Wednesday, 1 January 2014

QM Speed Test: NWChem

When I started the QM Speed Test I was afraid that I'd lose steam (and face!) before getting too far along. At the same time, I hoped that others might be inspired to send in some results for their systems and QM packages. This would make it easier for me (since half the work is setting up the input file), verify that my results were not pure invention, and extend the speed test to packages to which I don't have access.
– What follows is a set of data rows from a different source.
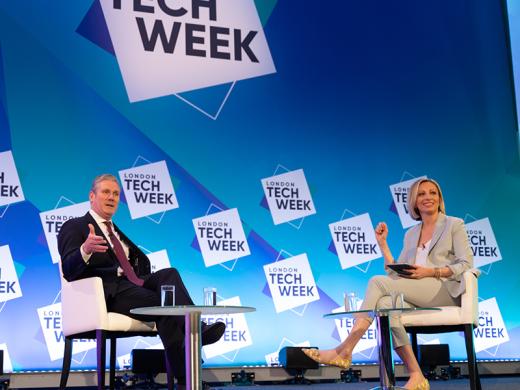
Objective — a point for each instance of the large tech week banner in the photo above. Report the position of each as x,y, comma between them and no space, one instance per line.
257,144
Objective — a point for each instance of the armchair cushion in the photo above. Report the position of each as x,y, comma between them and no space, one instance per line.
84,309
467,313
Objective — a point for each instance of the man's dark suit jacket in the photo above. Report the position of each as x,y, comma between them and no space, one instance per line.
73,234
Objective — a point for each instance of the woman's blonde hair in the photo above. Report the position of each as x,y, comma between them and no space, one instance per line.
412,198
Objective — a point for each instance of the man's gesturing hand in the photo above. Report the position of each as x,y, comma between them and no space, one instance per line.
94,243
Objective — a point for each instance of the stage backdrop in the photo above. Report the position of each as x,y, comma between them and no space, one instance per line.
257,144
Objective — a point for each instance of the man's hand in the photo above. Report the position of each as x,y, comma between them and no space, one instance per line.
419,272
94,243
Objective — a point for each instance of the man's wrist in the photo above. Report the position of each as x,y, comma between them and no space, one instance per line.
84,254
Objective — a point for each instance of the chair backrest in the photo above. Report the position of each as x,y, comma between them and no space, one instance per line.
469,300
83,305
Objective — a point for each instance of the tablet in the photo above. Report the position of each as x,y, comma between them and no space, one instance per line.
401,269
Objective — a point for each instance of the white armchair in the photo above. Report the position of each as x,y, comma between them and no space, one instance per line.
85,316
451,319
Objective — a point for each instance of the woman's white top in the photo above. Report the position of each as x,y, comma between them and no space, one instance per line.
422,254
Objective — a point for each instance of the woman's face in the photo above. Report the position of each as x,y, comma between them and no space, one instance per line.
427,199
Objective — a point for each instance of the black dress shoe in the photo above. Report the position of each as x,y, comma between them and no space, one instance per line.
212,333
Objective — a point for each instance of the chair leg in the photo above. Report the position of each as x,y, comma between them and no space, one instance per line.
112,363
415,346
67,357
169,372
101,357
474,379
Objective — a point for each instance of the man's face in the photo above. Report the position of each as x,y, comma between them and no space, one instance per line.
105,199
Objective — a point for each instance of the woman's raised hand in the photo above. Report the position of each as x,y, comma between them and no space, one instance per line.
381,231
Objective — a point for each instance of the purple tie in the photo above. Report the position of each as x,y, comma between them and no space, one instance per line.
120,254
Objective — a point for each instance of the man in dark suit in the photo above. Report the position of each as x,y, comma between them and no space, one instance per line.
93,246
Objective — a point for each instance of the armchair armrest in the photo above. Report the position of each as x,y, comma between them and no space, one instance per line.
83,306
469,299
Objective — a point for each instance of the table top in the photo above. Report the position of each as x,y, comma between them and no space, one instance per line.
182,310
378,312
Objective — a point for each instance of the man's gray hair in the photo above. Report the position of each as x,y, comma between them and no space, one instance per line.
98,179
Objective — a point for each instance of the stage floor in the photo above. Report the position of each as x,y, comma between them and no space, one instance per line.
488,383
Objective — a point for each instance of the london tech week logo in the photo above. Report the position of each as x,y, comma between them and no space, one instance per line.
168,47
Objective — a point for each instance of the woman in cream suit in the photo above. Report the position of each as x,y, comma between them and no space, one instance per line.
439,251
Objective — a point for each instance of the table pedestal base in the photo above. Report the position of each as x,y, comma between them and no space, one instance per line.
192,346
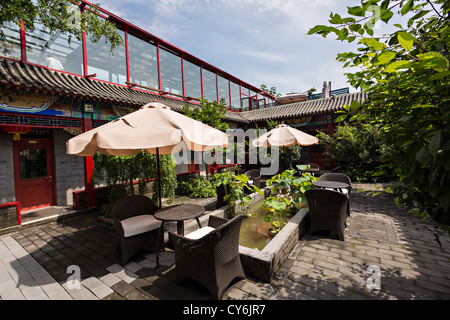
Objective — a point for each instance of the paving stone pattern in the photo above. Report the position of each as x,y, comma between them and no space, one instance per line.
380,239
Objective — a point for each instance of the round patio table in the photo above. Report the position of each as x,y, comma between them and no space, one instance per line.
335,185
178,213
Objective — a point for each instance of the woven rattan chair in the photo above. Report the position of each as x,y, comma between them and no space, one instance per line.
327,210
340,177
210,255
254,176
136,226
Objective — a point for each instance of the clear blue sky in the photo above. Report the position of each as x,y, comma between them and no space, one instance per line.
258,41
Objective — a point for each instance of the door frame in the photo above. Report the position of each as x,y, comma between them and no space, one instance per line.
23,142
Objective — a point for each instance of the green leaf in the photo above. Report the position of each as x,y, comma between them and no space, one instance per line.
407,7
434,60
394,66
406,40
423,106
356,11
386,15
423,156
373,43
440,75
355,105
435,144
341,118
241,178
385,57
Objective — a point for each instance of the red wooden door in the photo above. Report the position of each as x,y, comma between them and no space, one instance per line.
33,173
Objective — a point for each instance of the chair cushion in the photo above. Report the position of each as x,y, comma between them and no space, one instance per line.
139,224
200,233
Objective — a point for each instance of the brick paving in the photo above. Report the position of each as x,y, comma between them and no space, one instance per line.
380,239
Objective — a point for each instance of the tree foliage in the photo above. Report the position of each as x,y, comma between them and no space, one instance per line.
406,75
59,16
119,174
358,149
272,90
209,113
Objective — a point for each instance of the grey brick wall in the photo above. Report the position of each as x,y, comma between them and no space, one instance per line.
7,192
69,169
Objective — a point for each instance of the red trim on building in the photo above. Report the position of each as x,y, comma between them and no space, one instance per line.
13,204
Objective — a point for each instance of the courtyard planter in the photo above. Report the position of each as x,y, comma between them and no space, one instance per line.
264,264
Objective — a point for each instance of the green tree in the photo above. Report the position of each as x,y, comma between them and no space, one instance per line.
406,75
209,113
272,90
59,16
358,148
119,174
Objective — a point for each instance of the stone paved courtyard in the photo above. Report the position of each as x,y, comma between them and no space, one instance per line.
380,239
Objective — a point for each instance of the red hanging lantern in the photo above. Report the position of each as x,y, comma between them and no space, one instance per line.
16,130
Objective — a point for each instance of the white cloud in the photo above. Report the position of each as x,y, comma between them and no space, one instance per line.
259,41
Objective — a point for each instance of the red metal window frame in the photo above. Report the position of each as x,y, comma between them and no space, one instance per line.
123,24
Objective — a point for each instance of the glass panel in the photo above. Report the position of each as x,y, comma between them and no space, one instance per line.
224,90
170,72
235,93
109,66
262,102
192,80
33,163
245,99
253,100
209,85
143,59
10,47
245,103
54,50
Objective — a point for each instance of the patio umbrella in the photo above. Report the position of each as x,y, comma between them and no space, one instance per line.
285,136
154,128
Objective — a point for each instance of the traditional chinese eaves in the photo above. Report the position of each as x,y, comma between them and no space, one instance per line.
304,108
32,77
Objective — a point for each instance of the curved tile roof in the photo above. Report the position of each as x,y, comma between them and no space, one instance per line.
34,77
304,108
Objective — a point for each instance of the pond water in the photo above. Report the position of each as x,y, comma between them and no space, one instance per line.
255,232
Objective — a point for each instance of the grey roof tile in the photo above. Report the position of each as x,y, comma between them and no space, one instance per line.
35,77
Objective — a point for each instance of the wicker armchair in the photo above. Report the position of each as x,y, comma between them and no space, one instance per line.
136,226
210,255
327,210
340,177
254,176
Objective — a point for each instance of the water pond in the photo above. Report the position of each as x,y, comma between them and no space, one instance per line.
255,232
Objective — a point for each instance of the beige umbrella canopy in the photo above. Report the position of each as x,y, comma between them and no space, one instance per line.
155,128
285,136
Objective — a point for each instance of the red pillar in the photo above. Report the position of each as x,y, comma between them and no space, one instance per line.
88,165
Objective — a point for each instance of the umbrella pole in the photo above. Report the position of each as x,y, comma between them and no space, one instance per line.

I've just checked in the results for NWChem 6.3 compiled on Centos (also 6.3). But in the meanwhile, others have shot ahead by forking the speed test and checking in their own results:Fork me on GitHub
  • Eric Berquist, a grad student at the Uni of Pittsburgh, has checked in results for Dalton, ORCA, and Q-Chem.
  • Michael Banck, Debichem guru, has checked in results for all those packages available on Debian 7 (and presumably Ubuntu and other derivatives) namely NWChem, MPQC, and PSI4, as well as ERKALE.

Dudes, I salute you.

Let's start with my results. Rather than repeat the table here, you can check out the figures on the Github page. The summary is that NWChem is quite a bit faster at geo-opts than ERKALE. This is a combination of more steps in the geo-opt, and faster energy calculations. So if you are using some of ERKALE's other features, it would probably make sense to geo-opt first with NWChem. I did recompile ERKALE with "-O3 -ffast-math -funroll-loops -fPIC -march=native" and got a 10% improvement but that's not enough to change things.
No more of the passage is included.